We call states to participate actively in upcoming negotiations of the international treaty to ensure protection of human rights from the activities of transnational corporations and other business enterprises
We welcome the two successful sessions (2015 and 2016) of the United Nations open-ended intergovernmental working group (OEIGWG) on transnational corporations and other business enterprises with respect to human rights exploring the nature, scope, and elements that could be included in a “legally binding instrument on transnational corporations and other business enterprises with respect to human rights”. The OEIGWG will hold its next session in October 23-27, 2017, to begin negotiating the content and scope of the new instrument.
Globally, corporations are engaged in operations that result in environmental pollution and degradation, land grabbing, use of slave labor, threats to access to medicines and public health services, disrespect of labor standards, and cases of violence against people and human rights defenders, among others. For these abuses, corporations must be held accountable. Currently, there are a series of regulatory gaps, some due to the fact that corporations operate internationally, while the laws regulating them have a national character. In this context of impunity, business corporations more easily capture international as well as national institutions. Trade and investment agreements signed by states guarantee corporations ample rights and privileges and profit making, but there is no corresponding international regulation by states to ensure that the operations of corporations are conducted without incurring human and environmental rights abuses. The introduction and regulation of corporations’ liabilities nationally and internationally is needed so that states finally start meeting their obligations to protect human rights and the environment against harmful activities of transnational corporations and other business enterprises.

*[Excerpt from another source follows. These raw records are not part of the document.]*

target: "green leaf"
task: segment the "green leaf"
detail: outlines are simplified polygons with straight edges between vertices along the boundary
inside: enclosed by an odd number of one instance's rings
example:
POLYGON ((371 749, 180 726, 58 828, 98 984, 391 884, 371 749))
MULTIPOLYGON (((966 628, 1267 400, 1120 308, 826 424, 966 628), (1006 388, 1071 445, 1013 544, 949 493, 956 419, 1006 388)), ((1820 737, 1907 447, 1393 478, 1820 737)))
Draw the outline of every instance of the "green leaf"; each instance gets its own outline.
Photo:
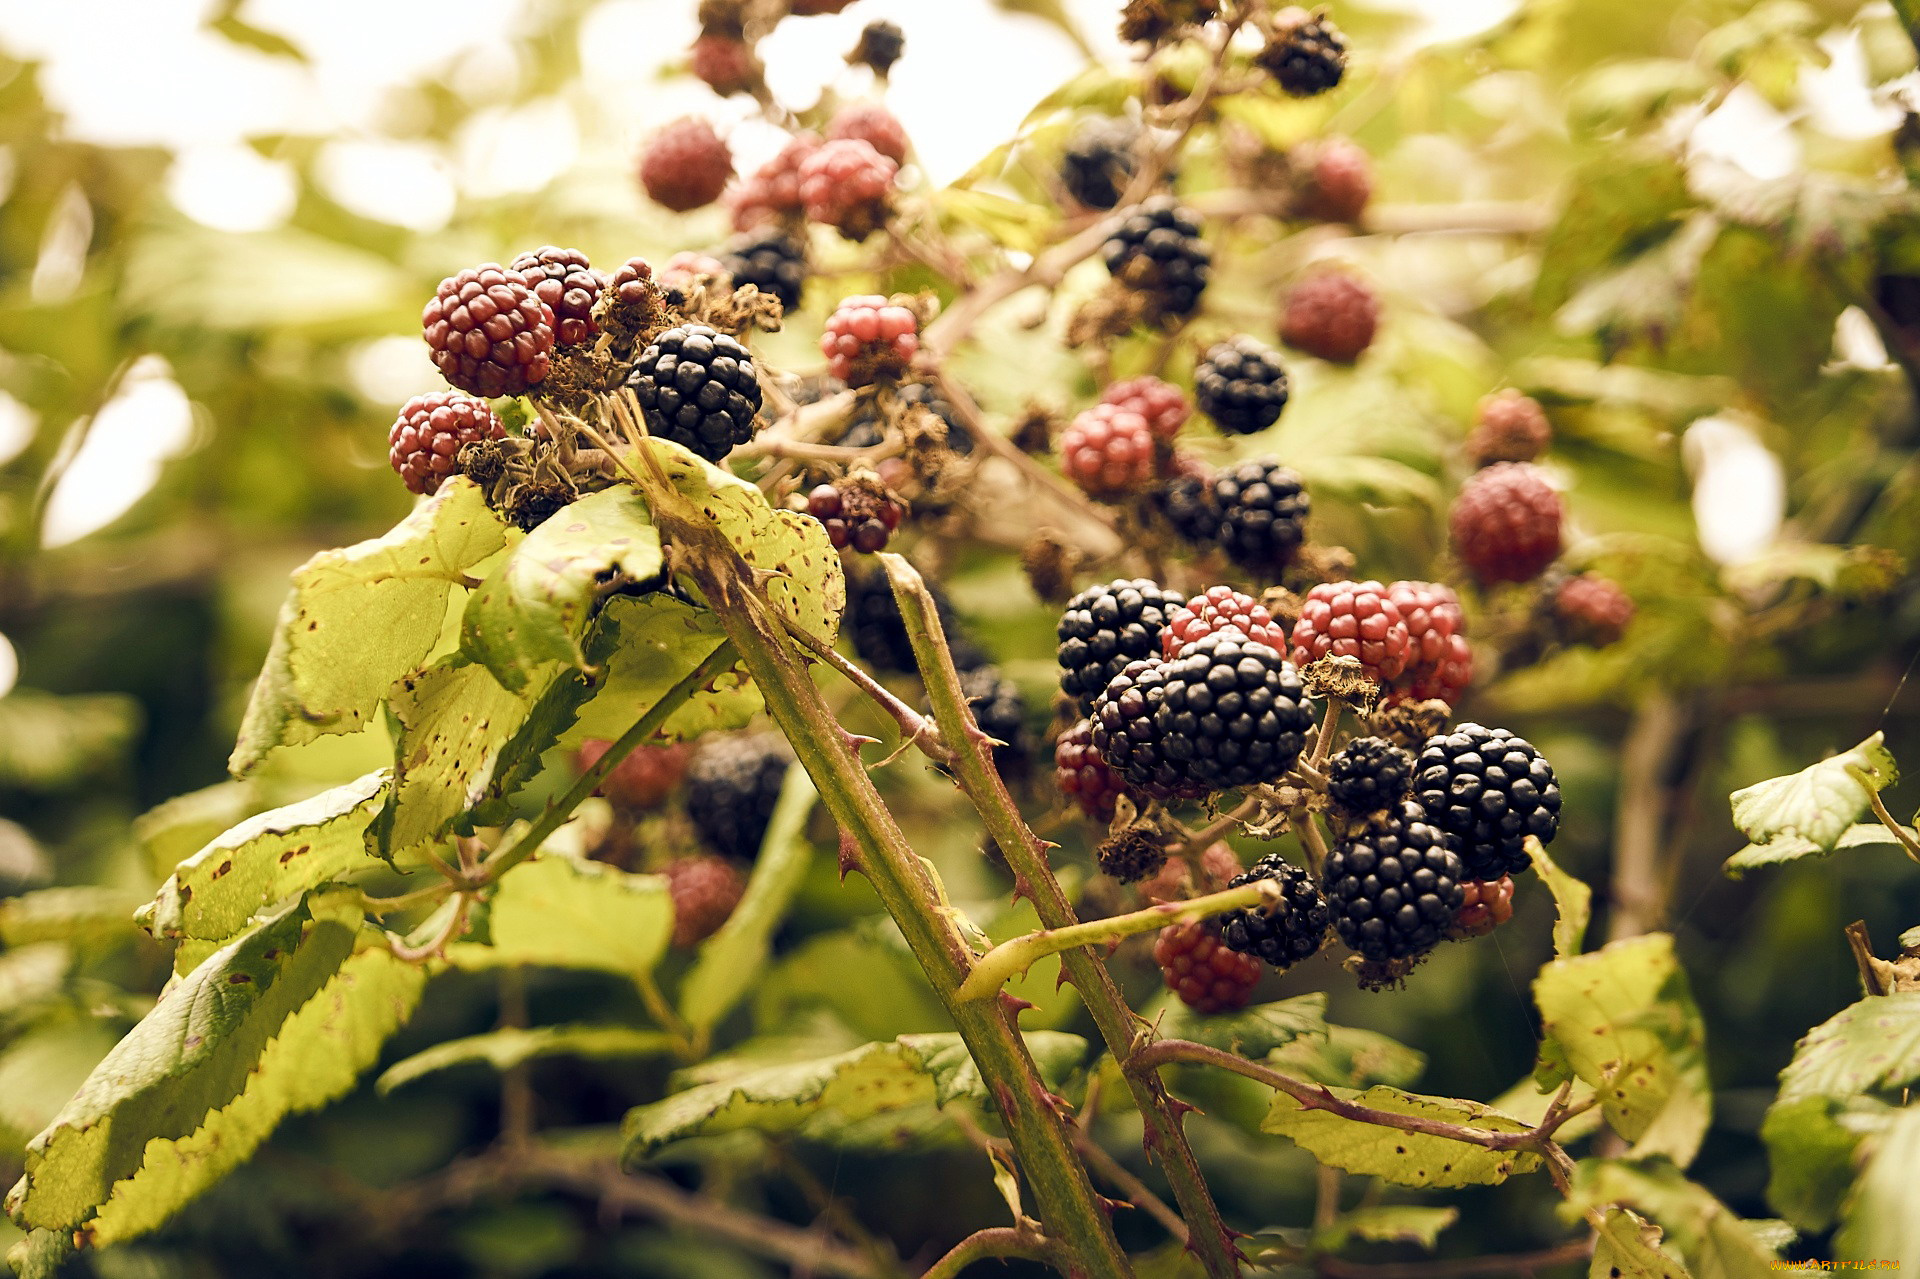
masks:
POLYGON ((221 832, 258 812, 262 807, 256 798, 259 790, 251 780, 215 782, 176 795, 136 817, 133 837, 146 849, 154 874, 164 879, 221 832))
POLYGON ((645 444, 667 479, 713 521, 741 559, 777 574, 766 583, 775 608, 822 639, 840 633, 847 581, 824 524, 775 509, 755 485, 670 440, 655 436, 645 444))
POLYGON ((545 964, 642 977, 666 953, 673 901, 659 875, 635 875, 551 849, 500 880, 487 912, 492 945, 462 942, 463 968, 545 964))
MULTIPOLYGON (((1385 1085, 1365 1092, 1351 1088, 1328 1091, 1341 1101, 1391 1114, 1418 1115, 1483 1132, 1527 1131, 1527 1125, 1512 1115, 1503 1115, 1477 1101, 1426 1097, 1385 1085)), ((1532 1172, 1540 1166, 1540 1156, 1530 1151, 1489 1150, 1451 1137, 1365 1123, 1326 1110, 1308 1110, 1283 1092, 1274 1094, 1273 1105, 1260 1127, 1288 1138, 1323 1164, 1379 1177, 1397 1186, 1497 1186, 1514 1173, 1532 1172)))
MULTIPOLYGON (((500 801, 539 773, 543 755, 556 747, 577 750, 589 738, 619 738, 725 641, 719 620, 685 600, 657 594, 608 600, 588 633, 593 674, 565 671, 534 702, 501 752, 505 766, 493 781, 494 800, 479 816, 504 820, 500 801)), ((760 709, 759 689, 735 666, 669 715, 658 740, 744 728, 760 709)))
POLYGON ((1318 1231, 1313 1246, 1320 1252, 1338 1252, 1354 1239, 1370 1243, 1414 1243, 1432 1249, 1440 1232, 1460 1219, 1458 1208, 1429 1208, 1421 1204, 1375 1204, 1341 1213, 1331 1226, 1318 1231))
MULTIPOLYGON (((1901 829, 1906 831, 1909 838, 1920 839, 1911 826, 1901 829)), ((1764 844, 1748 844, 1727 858, 1721 869, 1730 878, 1738 879, 1757 866, 1778 866, 1802 857, 1827 857, 1843 848, 1867 848, 1875 844, 1891 844, 1898 848, 1900 840, 1882 822, 1862 822, 1847 827, 1840 832, 1840 838, 1833 842, 1831 849, 1822 848, 1803 835, 1776 835, 1764 844)))
POLYGON ((419 314, 419 282, 367 249, 294 227, 214 231, 184 218, 158 225, 129 238, 119 294, 130 312, 163 325, 248 334, 337 328, 361 337, 394 331, 407 311, 419 314), (273 287, 261 288, 262 280, 273 287), (290 297, 300 305, 286 305, 290 297))
POLYGON ((1162 1038, 1190 1039, 1250 1061, 1296 1040, 1319 1046, 1327 1042, 1327 997, 1321 992, 1218 1015, 1196 1013, 1177 999, 1163 1001, 1162 1007, 1162 1038))
POLYGON ((42 888, 0 901, 0 942, 100 942, 133 935, 140 903, 117 888, 42 888))
POLYGON ((452 1066, 485 1065, 506 1071, 542 1057, 617 1061, 673 1051, 673 1036, 631 1026, 507 1026, 484 1035, 449 1039, 387 1067, 375 1087, 381 1095, 452 1066))
POLYGON ((1329 1087, 1391 1084, 1405 1088, 1420 1078, 1427 1058, 1377 1030, 1328 1026, 1324 1040, 1303 1036, 1269 1053, 1267 1064, 1329 1087))
POLYGON ((1843 754, 1735 791, 1733 824, 1755 844, 1786 838, 1811 843, 1809 851, 1832 852, 1867 811, 1873 792, 1898 780, 1885 735, 1875 733, 1843 754))
POLYGON ((357 916, 302 902, 219 951, 161 996, 27 1147, 8 1198, 24 1226, 71 1229, 131 1177, 153 1140, 200 1128, 240 1095, 261 1052, 352 952, 357 916))
POLYGON ((1873 1144, 1847 1196, 1836 1261, 1911 1261, 1920 1257, 1920 1107, 1900 1112, 1873 1144))
POLYGON ((1553 954, 1556 959, 1572 959, 1580 953, 1587 937, 1587 921, 1593 917, 1593 889, 1561 870, 1559 863, 1534 836, 1527 836, 1527 856, 1533 868, 1553 894, 1553 954))
POLYGON ((153 935, 225 941, 295 893, 379 866, 366 837, 387 776, 381 769, 250 817, 207 844, 160 886, 153 935))
POLYGON ((1750 1223, 1664 1159, 1582 1160, 1569 1202, 1594 1211, 1618 1205, 1658 1222, 1668 1249, 1700 1279, 1766 1279, 1780 1260, 1750 1223))
POLYGON ((1052 218, 1041 206, 991 191, 951 186, 933 198, 943 227, 979 231, 995 244, 1021 253, 1038 253, 1045 248, 1053 227, 1052 218))
POLYGON ((1821 1022, 1780 1072, 1779 1104, 1803 1097, 1844 1101, 1920 1079, 1920 991, 1869 995, 1821 1022))
POLYGON ((119 1036, 92 1019, 49 1019, 0 1053, 0 1129, 10 1144, 39 1132, 86 1082, 119 1036))
POLYGON ((287 1018, 233 1101, 197 1132, 150 1141, 139 1172, 87 1228, 96 1246, 120 1243, 164 1224, 246 1162, 290 1115, 345 1096, 405 1025, 426 986, 426 970, 397 958, 378 929, 362 928, 355 954, 287 1018))
POLYGON ((680 990, 680 1014, 696 1031, 711 1030, 762 980, 773 934, 807 876, 813 847, 807 818, 818 797, 804 768, 787 770, 747 890, 720 931, 700 947, 680 990))
POLYGON ((402 679, 387 704, 392 798, 368 828, 369 845, 391 860, 445 837, 491 793, 528 712, 527 699, 457 653, 402 679))
POLYGON ((43 1003, 60 993, 73 952, 57 942, 0 950, 0 1013, 43 1003))
POLYGON ((467 600, 460 643, 521 692, 551 663, 584 667, 594 604, 660 575, 660 533, 625 485, 589 493, 529 533, 467 600))
MULTIPOLYGON (((1077 1035, 1034 1031, 1026 1036, 1042 1079, 1057 1082, 1086 1055, 1077 1035)), ((627 1112, 621 1132, 631 1165, 670 1142, 743 1128, 801 1137, 830 1135, 873 1115, 955 1098, 986 1099, 973 1058, 960 1036, 902 1035, 889 1043, 795 1065, 750 1071, 702 1084, 627 1112)))
POLYGON ((1767 1202, 1808 1233, 1833 1224, 1853 1184, 1860 1133, 1841 1122, 1832 1097, 1776 1101, 1760 1124, 1767 1143, 1767 1202))
POLYGON ((457 477, 384 536, 296 569, 228 768, 242 776, 276 746, 365 728, 433 651, 466 571, 506 541, 480 490, 457 477))
MULTIPOLYGON (((1706 1134, 1706 1028, 1665 933, 1613 942, 1540 970, 1548 1045, 1600 1096, 1635 1157, 1685 1167, 1706 1134)), ((1546 1047, 1543 1046, 1543 1053, 1546 1047)))
POLYGON ((140 703, 118 693, 56 697, 16 688, 0 697, 0 783, 53 790, 126 753, 140 703))
MULTIPOLYGON (((1515 1119, 1528 1124, 1538 1124, 1547 1117, 1547 1107, 1560 1094, 1560 1085, 1550 1088, 1540 1087, 1539 1081, 1532 1075, 1515 1082, 1513 1087, 1495 1097, 1488 1104, 1496 1110, 1503 1110, 1515 1119)), ((1593 1088, 1584 1080, 1576 1079, 1567 1093, 1567 1104, 1577 1106, 1593 1097, 1593 1088)), ((1581 1111, 1573 1118, 1554 1130, 1554 1140, 1561 1145, 1591 1136, 1600 1130, 1600 1108, 1598 1106, 1581 1111)))
POLYGON ((1608 1208, 1594 1229, 1588 1279, 1691 1279, 1660 1244, 1660 1229, 1626 1208, 1608 1208))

We believe that the rich debate that has taken place at the OEIGWG so far has shown the need for an international, legally binding instrument to (1) enhance the protection of affected individuals and communities against violations related to the operation of transnational corporations and other business enterprises, and (2) provide them with access to effective remedies, in particular through judicial mechanisms. The sessions included exchanges and debates between representatives of affected communities, experts, jurists, activists, and parliamentarians from different regions and sectors, with state representatives. The sessions have contributed to the identification of a common ground for further progress in the elaboration of the treaty based on the primary obligation of states to protect human rights, including extraterritorially.
The mobilization of movements and national and international civil society organizations has significantly grown. Their constant, constructive advocacy at national level and presence in the United Nations deliberations has been key to supporting the process and shown the importance of the prospective treaty for the struggles for social justice and human rights in the world.
The new legally binding instrument should be a step forward in the promotion and protection of human rights, building on previous efforts, and establishing a complementary framework to the existing international human rights instruments. A set of binding obligations and enforcement mechanisms is the next necessary and logical step in the process that started several decades ago. The treaty must stipulate the primacy of human rights law over corporate rights and privileges which are enshrined in the biased and unfair framework created in trade and investment agreements. It must also establish a strong international framework for corporate legal accountability to ensure access to justice for affected individuals and communities and thus put an end to business impunity. International cooperation among states must be strengthened to address these global regulatory challenges.
To be successful, the third session of the OEIGWG should encourage: (1) A substantive, cooperative, and constructive negotiation between states about concrete and detailed elements of the treaty concerning its content and scope, (2) A participatory approach to ensure diverse civil society perspectives, and (3) The establishment of a road map for the completion of the negotiations within a short period of time.
We underline our strong commitment to the process, urging all states to focus on the negotiation of the content of the treaty at this occasion. We call on the public to pay attention to this critical process and actively mobilize in support of it at the national, regional and international level.